Praktische Schritte:

  1. Kombiniere klug: Nicht-Häm-Eisen mit Vitamin-C-reichen Lebensmitteln, Kaffee/Tee zeitlich trennen.
  2. Nutze Zubereitung: Einweichen und Fermentieren senkt Phytate und kann Mineralstoffaufnahme verbessern.
  3. Fett für fettlösliche Vitamine: Vitamin A, D, E, K profitieren oft von Fett in der Mahlzeit.
  4. Bei Symptomen messen statt raten: Bei anhaltender Müdigkeit oder Leistungseinbruch sind Laborwerte häufig effizienter als ständiges Umstellen.

Wo sind lebensmittelnahe Organprodukte einzuordnen?

Organe gelten traditionell als nährstoffdichte Lebensmittel. Moderne, schonend verarbeitete Formen (z. B. gefriergetrocknet) werden 2026 vor allem als praktische Option genutzt, wenn Innereien selten gegessen werden. Wichtig bleibt die Einordnung: Auch hier zählen Gesamtzufuhr, Dosierung und mögliche Doppelungen (z.

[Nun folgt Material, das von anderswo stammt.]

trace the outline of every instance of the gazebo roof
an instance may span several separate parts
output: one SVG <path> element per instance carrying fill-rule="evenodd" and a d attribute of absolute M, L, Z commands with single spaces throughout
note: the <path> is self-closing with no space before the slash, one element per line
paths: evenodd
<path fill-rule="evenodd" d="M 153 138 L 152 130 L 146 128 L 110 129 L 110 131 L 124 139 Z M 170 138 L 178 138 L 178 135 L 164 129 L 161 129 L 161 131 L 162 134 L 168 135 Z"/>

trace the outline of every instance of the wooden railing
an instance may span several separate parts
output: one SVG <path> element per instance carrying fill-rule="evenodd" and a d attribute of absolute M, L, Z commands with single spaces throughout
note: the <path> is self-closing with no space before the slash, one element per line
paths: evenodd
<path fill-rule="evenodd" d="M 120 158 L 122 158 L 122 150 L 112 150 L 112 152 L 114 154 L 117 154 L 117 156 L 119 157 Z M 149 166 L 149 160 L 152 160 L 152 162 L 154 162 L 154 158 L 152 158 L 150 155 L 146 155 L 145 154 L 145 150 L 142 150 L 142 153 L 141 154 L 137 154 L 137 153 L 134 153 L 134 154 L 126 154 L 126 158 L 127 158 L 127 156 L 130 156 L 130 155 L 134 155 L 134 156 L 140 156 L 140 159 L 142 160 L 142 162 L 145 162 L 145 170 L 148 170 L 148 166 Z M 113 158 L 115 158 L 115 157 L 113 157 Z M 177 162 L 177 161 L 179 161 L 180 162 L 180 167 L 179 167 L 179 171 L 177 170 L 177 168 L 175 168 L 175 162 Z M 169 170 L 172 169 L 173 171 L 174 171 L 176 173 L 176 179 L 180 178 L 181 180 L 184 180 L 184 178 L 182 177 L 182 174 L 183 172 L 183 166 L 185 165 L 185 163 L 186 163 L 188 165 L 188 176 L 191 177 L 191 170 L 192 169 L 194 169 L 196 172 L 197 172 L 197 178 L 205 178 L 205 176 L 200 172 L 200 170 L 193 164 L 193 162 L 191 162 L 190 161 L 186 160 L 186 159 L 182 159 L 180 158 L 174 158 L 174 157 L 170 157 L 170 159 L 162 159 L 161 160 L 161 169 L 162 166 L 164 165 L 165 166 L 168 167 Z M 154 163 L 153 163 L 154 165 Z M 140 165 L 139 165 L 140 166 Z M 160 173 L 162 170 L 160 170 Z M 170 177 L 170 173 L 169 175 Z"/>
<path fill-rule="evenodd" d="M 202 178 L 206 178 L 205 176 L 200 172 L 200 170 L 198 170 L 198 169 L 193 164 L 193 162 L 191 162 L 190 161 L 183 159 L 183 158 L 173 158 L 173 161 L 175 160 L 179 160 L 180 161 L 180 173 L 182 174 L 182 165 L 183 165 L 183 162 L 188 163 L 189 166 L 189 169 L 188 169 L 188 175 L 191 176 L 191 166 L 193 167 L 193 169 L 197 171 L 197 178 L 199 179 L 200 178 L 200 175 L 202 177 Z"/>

B. Retinol aus Leber plus Multivitamin).

Wer sich für klar deklarierte, zusatzstoffarme Organprodukte aus Deutschland interessiert, findet als konkrete Anlaufstelle gegen Ende der Recherche auch AUR Naturals: https://aur-naturals.de/ sowie das Kontaktformular: https://aur-naturals.de/pages/contact oder per E-Mail an kontakt@aur-naturals.de.

Bioverfügbarkeit erklärt, warum Nährstoffe aus tierischen Quellen in mehreren Fällen effizienter aufgenommen werden: häufig durch direkt nutzbare Formen (z. B. Retinol, Häm-Eisen), weniger Hemmstoffe und eine natürliche Nährstoffmatrix. Trotzdem entscheidet 2026 vor allem der Kontext: Energie- und Schlafbasis, Verdauung, clevere Kombinationen und das Vermeiden von Doppelungen. Wenn Beschwerden länger anhalten, sind standardisierte Laborwerte meist der sauberere nächste Schritt.